SETI looks at red dwarf stars in its search for ancient aliens

SETI looks at red dwarf stars in its search for ancient aliens

Will Red dwarf stars hold planets with life on them?

Let the little guys shine. The SETI (search for extraterrestrial intelligence) Institute is setting its sights on the Liliputians of the galaxy – red dwarf stars – in the hope that someone is home.

Over the next two years, the institute will turn the Allen Telescope Array – a group of 42 antennas in northern California that are dedicated to SETI research – towards 20,000 red dwarf stars to listen for radio signals that might be signs of life.

“Red dwarfs were never considered very interesting for SETI in the past, partly because we’re around a star that’s not a red dwarf,” says Seth Shostak of the SETI Institute. And they do pose some problems: red dwarfs tend to be more active than sun-like stars, shooting out energetic flares that could fry nearby planets.

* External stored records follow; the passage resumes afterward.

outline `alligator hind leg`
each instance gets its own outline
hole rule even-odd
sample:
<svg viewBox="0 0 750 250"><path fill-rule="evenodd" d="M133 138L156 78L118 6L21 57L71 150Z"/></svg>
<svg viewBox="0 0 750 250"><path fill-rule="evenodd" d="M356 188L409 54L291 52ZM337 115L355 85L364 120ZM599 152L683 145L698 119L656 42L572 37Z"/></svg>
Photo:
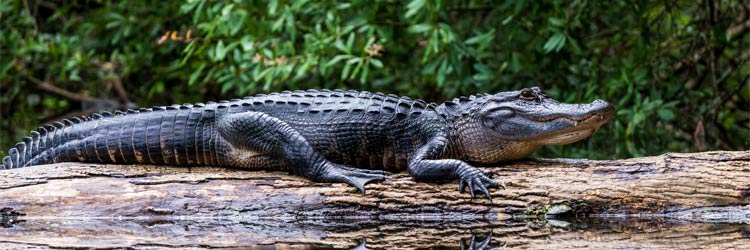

They’re also so dim that their habitable zone – the region around the star where temperatures are right for liquid water – is close enough that the planets there would be tidally locked to the star, showing the same face to it at all times. That means one side of the planet could be drenched in scorching eternal sunlight, while the other experiences a frigid constant night.

But they make up about 75 per cent of the stars in the Milky Way. Based on new population statistics of planets we’ve found in the last few years, the nearest red dwarf with a rocky planet in the habitable zone could be as close as 6.5 light years away.

They also live billions of years longer than sun-like stars, on average. That gives potential inhabitants a long time to grow up – and perhaps grow smart.

“With these developments in astronomy, it seems like red dwarfs are a good candidate,” Shostak says. “They’ve been in the observing list before but not as a called-out class. They haven’t been given their 15 minutes of fame.”

The new survey will pick targets from a list of about 70,000 red dwarfs compiled by Andrew West at Boston University, and will listen to the stars in radio frequency bands between 1 and 10 gigahertz.